Investimento

Carro Zero Km × Carro Usado: a desvalorização ao longo da vida útil do veículo

Antonio Azambuja
Escrito por
Antonio Azambuja
Publicado em
11 de fevereiro de 2026
Carro Zero Km × Carro Usado: a desvalorização ao longo da vida útil do veículo

Adquirir um veículo sempre envolve mais do que escolher marca, motor ou cor: trata-se também de entender como o veículo se comporta como investimento, ou melhor, como um bem que se desvaloriza — e em que ritmo. Saber isso traz vantagem para o comprador (ou revendedor) que quer tomar decisões informadas com a ajuda da Agilize Auto.

Diferença entre carro zero km e usado

Um veículo zero-quilômetro traz apelo claro: o “novo”, sem uso, garantia, condições originais. Porém, esse apelo tem custo — e tem impacto direto na perda de valor com o tempo. Já um veículo usado, por outro lado, pode oferecer economia à frente, pois parte de sua depreciação já pode ter ocorrido.

A queda mais intensa nos primeiros anos

Estudos internacionais apontam que um veículo novo pode perder ≈ 20% ou mais do seu valor já no primeiro ano de uso. Em seguida, há uma tendência de perda contínua, com queda de ~30% ou mais nos primeiros dois anos. No Brasil, verificam-se quedas expressivas já no primeiro ano de usados: segundo levantamento, alguns modelos perderam até ~30-35% de valor em 12 meses.

Comportamento intermediário e virada para “antigo”

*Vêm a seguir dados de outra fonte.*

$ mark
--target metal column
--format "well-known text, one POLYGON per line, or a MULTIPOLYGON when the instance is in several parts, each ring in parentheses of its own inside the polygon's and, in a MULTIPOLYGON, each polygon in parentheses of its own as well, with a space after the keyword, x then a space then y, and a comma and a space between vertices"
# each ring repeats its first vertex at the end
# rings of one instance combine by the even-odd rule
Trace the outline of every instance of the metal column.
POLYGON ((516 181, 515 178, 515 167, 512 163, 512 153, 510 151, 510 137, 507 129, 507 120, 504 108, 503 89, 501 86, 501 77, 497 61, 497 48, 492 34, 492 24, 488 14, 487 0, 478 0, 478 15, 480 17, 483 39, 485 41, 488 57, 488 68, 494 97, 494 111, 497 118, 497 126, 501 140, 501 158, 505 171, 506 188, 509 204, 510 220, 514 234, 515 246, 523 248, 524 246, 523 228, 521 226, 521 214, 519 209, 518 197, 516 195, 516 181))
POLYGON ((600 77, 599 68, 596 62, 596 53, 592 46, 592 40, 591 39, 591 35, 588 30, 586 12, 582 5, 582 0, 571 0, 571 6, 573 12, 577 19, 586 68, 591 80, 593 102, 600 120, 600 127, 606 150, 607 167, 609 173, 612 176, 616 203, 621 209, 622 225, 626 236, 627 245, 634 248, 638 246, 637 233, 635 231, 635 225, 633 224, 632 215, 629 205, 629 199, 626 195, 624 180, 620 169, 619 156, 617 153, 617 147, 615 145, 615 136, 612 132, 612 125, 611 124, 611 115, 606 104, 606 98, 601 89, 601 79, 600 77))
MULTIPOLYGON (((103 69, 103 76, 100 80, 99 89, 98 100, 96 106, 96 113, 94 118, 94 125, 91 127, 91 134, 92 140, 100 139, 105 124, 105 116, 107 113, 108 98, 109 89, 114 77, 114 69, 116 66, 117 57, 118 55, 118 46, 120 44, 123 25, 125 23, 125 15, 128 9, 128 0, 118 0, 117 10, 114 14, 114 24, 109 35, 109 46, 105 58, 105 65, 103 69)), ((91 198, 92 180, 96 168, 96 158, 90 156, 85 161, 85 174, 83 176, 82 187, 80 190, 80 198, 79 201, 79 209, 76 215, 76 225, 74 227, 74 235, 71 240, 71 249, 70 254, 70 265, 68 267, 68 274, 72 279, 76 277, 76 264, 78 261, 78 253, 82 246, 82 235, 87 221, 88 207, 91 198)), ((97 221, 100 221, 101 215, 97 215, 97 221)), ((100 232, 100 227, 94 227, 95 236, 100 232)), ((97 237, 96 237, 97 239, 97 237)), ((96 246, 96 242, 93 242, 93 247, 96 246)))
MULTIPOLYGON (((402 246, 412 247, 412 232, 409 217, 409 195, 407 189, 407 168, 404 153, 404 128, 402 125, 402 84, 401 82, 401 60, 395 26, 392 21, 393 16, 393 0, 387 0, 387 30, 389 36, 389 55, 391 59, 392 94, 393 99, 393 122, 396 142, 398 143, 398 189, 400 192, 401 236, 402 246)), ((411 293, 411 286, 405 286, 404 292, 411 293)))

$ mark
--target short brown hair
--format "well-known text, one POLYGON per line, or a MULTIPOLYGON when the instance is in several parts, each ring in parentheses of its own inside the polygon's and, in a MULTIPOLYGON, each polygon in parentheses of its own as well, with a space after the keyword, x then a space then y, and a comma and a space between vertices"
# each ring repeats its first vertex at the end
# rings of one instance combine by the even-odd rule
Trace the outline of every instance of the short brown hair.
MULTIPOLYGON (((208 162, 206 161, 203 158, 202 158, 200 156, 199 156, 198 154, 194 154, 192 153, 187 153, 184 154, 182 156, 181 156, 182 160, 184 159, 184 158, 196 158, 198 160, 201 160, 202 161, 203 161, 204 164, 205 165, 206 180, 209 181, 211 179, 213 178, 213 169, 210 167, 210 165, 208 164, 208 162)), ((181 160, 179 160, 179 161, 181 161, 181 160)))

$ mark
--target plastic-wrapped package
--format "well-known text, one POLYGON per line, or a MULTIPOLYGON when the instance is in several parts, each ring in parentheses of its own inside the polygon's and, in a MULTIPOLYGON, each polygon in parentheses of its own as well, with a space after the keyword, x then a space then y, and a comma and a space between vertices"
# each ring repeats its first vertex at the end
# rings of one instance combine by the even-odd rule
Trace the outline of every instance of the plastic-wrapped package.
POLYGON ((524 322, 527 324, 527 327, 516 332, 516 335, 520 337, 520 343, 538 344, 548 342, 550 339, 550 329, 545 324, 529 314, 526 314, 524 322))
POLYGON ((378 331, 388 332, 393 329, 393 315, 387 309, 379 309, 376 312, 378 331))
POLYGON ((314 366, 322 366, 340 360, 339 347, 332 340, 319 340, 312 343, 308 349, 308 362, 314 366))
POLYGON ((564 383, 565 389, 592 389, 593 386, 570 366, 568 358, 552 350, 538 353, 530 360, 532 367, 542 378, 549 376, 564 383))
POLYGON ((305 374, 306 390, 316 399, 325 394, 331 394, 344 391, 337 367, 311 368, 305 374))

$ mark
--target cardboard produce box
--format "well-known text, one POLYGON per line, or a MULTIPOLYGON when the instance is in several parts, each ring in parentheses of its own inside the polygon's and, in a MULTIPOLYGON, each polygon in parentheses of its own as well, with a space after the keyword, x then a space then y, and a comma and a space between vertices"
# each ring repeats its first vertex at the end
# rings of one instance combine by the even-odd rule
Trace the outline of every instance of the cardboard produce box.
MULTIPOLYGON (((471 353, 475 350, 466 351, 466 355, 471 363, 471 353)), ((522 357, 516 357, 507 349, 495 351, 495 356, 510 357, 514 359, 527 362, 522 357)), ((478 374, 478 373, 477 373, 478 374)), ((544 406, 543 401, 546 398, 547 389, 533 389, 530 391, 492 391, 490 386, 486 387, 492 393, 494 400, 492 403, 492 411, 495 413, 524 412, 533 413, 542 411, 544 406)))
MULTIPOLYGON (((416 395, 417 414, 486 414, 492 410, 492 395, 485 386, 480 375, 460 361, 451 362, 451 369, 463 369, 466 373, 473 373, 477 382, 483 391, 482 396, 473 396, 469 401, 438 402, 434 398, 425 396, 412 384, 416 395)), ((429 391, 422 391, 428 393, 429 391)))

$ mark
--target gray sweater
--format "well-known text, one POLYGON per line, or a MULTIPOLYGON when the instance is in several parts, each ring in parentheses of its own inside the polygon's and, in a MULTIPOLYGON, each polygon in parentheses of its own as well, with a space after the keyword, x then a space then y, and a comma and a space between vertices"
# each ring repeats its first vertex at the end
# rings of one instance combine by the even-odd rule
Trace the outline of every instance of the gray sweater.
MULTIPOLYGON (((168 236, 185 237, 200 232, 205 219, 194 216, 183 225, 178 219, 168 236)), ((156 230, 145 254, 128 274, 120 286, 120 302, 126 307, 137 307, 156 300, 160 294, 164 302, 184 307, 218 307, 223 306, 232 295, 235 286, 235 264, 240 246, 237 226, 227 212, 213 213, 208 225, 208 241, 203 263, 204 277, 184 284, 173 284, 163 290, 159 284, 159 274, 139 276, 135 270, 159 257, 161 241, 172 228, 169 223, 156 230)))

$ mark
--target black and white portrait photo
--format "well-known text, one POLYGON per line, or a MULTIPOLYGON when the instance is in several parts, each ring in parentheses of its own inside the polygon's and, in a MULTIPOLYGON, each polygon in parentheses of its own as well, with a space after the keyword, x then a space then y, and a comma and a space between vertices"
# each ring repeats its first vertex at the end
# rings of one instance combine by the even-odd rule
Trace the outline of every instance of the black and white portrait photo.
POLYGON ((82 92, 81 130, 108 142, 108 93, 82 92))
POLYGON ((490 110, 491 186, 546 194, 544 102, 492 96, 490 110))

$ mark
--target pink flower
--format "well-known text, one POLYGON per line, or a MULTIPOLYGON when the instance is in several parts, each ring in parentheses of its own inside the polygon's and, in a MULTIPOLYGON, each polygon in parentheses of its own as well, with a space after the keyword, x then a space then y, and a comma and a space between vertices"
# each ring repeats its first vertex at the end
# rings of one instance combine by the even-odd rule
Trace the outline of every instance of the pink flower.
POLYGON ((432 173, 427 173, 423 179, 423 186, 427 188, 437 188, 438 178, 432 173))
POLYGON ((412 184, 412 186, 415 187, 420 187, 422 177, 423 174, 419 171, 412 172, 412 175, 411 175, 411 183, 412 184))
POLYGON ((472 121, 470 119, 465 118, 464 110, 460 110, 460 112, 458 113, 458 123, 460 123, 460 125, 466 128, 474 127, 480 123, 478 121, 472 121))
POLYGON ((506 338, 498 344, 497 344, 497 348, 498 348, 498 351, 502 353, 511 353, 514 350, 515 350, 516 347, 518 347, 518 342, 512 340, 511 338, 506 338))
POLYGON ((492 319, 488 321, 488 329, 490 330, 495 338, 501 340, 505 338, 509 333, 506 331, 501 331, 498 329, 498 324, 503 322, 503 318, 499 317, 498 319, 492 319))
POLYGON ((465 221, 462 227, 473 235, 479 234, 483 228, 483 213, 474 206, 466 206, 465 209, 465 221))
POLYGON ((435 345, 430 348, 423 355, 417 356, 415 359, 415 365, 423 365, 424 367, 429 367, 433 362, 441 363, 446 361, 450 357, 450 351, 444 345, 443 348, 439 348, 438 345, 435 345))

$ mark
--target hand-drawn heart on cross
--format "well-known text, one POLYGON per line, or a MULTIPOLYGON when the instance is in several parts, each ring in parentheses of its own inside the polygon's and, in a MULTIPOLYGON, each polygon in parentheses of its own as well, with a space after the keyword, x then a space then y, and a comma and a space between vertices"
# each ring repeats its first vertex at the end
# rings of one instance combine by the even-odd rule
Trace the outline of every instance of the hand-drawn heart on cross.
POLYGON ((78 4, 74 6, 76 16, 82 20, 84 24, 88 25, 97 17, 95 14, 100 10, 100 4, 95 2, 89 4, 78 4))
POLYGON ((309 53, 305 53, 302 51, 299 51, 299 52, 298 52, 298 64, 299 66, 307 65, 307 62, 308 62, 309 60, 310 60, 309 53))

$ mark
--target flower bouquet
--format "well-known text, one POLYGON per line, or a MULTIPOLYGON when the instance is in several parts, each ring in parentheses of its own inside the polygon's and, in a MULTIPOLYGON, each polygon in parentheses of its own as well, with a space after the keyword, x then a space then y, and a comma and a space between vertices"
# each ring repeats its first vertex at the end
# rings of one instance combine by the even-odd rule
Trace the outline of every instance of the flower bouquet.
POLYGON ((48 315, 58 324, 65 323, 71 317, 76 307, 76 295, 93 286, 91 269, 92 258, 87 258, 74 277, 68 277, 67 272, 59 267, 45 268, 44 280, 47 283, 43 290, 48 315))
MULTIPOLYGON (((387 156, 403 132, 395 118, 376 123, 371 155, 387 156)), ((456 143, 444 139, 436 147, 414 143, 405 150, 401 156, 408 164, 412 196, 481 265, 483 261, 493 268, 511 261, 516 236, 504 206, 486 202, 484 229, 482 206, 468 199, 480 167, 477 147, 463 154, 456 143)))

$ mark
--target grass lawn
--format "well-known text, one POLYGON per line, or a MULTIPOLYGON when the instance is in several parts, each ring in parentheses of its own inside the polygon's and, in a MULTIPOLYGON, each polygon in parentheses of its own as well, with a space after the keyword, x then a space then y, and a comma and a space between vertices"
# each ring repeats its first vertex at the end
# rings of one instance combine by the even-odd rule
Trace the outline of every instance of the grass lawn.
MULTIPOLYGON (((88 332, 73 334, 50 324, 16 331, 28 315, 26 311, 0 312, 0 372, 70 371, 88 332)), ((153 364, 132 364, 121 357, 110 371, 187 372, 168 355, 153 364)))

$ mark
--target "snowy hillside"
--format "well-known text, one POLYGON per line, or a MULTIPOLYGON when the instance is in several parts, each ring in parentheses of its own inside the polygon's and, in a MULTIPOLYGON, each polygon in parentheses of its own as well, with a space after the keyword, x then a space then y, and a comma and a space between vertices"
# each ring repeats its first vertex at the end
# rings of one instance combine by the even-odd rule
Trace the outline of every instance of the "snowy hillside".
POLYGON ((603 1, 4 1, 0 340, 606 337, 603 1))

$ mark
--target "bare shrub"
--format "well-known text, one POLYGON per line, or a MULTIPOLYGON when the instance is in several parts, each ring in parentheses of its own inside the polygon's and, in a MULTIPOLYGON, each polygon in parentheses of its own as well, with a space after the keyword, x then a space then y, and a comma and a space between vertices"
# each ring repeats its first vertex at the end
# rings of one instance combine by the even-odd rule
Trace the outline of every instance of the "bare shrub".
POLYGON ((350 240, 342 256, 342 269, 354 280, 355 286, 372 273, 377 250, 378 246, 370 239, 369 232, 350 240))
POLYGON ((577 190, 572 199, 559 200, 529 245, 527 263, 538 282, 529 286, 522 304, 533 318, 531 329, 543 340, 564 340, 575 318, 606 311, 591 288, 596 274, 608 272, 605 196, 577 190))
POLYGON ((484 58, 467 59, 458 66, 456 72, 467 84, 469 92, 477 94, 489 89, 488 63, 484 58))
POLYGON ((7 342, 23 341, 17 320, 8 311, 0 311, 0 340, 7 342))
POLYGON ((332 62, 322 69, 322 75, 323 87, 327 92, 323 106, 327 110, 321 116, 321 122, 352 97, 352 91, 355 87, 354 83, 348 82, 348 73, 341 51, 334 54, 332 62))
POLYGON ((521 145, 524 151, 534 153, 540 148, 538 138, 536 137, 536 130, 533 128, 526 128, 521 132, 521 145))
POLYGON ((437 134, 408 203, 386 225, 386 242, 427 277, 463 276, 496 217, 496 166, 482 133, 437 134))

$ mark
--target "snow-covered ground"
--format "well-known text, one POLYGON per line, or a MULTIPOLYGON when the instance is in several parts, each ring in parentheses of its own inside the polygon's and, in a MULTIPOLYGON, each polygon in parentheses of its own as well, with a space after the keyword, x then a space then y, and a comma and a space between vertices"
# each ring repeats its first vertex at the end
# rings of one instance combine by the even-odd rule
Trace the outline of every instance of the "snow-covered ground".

Dos os 3 aos 5 anos iniciais, a taxa de desvalorização começa a se abrandar, e em certos casos pode haver estagnação ou mesmo valorização moderada, variando de fabricante e modelo ao longo da vida útil do veículo, ciclo que vai dos 5 aos 25 anos. A partir daí os veículos entram em faixas denominadas “clássicas” ou “antigas”, o que os tornam raros. Em especial, veículos que atingem a classificação de “antigo” – 30 anos de vida, com direito à placa preta no Brasil, podem inverter parcialmente o ciclo normal de depreciação.

Pico, virada de velho para antigo

Há um “apogeu” simbólico: o momento em que o carro deixa de ser apenas usado e passa a ser “antigo” ou “clássico”. Neste estágio o perfil de revenda muda — dificuldade maior de liquidez, público mais restrito, mas possibilidade de maior valor agregado se estiver bem preservado, documentado e com procedência clara.
Essa transição reforça como o veículo foi (ou não) cuidado — e como documentação, histórico e manutenção passam a pesar tanto quanto especificações técnicas.

Implicações para quem compra ou revende

  • Quem compra zero km deve estar consciente: o maior risco de valor está nos primeiros anos. O desconto que se exige na revenda precisa considerar esse impacto.
  • Quem compra usado assume que parte da desvalorização já ocorreu — pode ganhar em economia, mas precisa verificar qual a condição real do veículo e se o histórico está alignado com o valor pago.
  • Para revenda ou investimento, conhecer o ciclo de valor do veículo — de novo → usado → antigo/clássico — permite planejar momento de compra, momento de revenda, margem esperada.
  • A plataforma Agilize Auto ajuda a mapear esse histórico de valor, condição, uso, manutenção — pois investimento inteligente exige informação.

Conclusão

No universo automotivo, o veículo não é “apenas um bem de consumo”, mas também um ativo que se deprecia. Entender o ritmo dessa depreciação — especialmente nos primeiros anos — e projetar a trajetória até o ponto em que o carro se torne “antigo” ou “clássico” é essencial para quem quer comprar com critério, revender com margem ou simplesmente evitar surpresas. Com o apoio da Agilize Auto, esse caminho torna-se mais claro.